The developers of Cosmos, a distributed ledger technology (DLT)-based platform for facilitating communication and transactions between separate blockchain networks, have published a comprehensive disclosure of a “critical security vulnerability” which was identified last month.
Vulnerability Would Have Allowed Hackers to Bypass Penalties for Malicious Conduct
The vulnerability found in Cosmos’ codebase would have allowed hackers to circumvent various penalties for misconduct on the leading blockchain interoperability network. Commenting on the nature of the critical software bug, Zaki Manian, Director at Tendermint Inc. (a for-profit commercial entity responsible for the initial development of the Cosmos platform), remarked:
The key is we want to make it really difficult to misbehave on the network and then un-stake your tokens immediately and escape the consequences of that misbehavior…like voting for something bad in governance [or] the more complex things are double signage against an exchange to potentially reverse state.
Cosmos’ decentralized, proof-of-stake (PoS)-based governance protocol has been implemented in a manner that prevents or discourages transaction validators from voting haphazardly or approving illegitimate transactions. Also referred to as block producers (BPs), the transaction validators on the Cosmos network risk losing their staked ATOM tokens if they decide to engage in dishonest behavior.
21 Day Wait Period Before Being Able to Un-Stake ATOM Tokens
In order to prevent misbehavior on the Cosmos blockchain, its developers have set a minimum wait period of 21 days – meaning that validators are not allowed to un-stake their ATOM tokens before this time period. This allows the built-in management system of the DLT-powered network to adequately determine whether the BPs are behaving appropriately.

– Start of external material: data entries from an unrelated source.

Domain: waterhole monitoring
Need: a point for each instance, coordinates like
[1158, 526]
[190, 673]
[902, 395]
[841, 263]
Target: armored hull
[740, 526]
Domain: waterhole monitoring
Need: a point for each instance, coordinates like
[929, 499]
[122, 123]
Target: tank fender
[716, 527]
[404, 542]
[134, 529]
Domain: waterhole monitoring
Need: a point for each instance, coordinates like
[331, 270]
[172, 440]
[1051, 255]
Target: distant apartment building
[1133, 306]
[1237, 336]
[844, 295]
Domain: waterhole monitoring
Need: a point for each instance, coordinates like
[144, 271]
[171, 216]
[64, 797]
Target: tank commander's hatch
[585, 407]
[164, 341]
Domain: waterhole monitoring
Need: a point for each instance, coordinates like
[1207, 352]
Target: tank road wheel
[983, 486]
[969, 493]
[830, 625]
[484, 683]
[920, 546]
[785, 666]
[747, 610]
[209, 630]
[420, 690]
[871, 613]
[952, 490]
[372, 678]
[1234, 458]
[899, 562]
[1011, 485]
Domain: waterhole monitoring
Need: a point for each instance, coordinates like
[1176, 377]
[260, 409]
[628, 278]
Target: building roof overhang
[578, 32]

According to Tendermint’s full disclosure report, the software vulnerability found in May 2019 would have allowed validators to bypass the required wait period before they could un-stake their ATOM tokens. Moreover, the report revealed that the software bug would have let BPs skip the “un-bonding” phase and “have their funds immediately become liquid essentially insta-unbonding.” As noted in Tendermint’s software audit report, “within the first 24 hours of [discovering] the bug …our tooling detected ~22 events total.”
Notably, Cosmos’ mainnet went live in March 2019 – after extensive testing and development. The founders of the Cosmos project managed to raise $16 million through an initial coin offering (ICO) that took place in 2017.
Vulnerability Found in “Staking Module”
The security vulnerability described by the Tendermint team was reportedly discovered in “the staking module” of the Cosmos Software Development Kit (SDK). The blockchain interoperability platform’s SDK was first introduced in 2018, and was referred to as a “state-of-the-art” blockchain development toolkit.
Jessy Irwin, the Head of Security at Tendermint, told Coindesk that although the software bug disclosure report may be the first major vulnerability to have affected the Cosmos blockchain, “it’s not the first bug that has been reported to us.”
Irwin added:
We’ve gone through seven security audits and we’ve had multiple issues raised and then we’ve also had a pretty active bug bounty program. We’ve invested quite a bit in the past year and a half since I joined the team in creating an environment where people report bugs instead of do[ing] nothing about them.
Although the critical vulnerability has now been resolved on the Cosmos mainnet, it did require BPs to conduct an emergency hard fork (backwards incompatible upgrade). The hard fork was reportedly activated at block number 482,100 on May 31, 2019.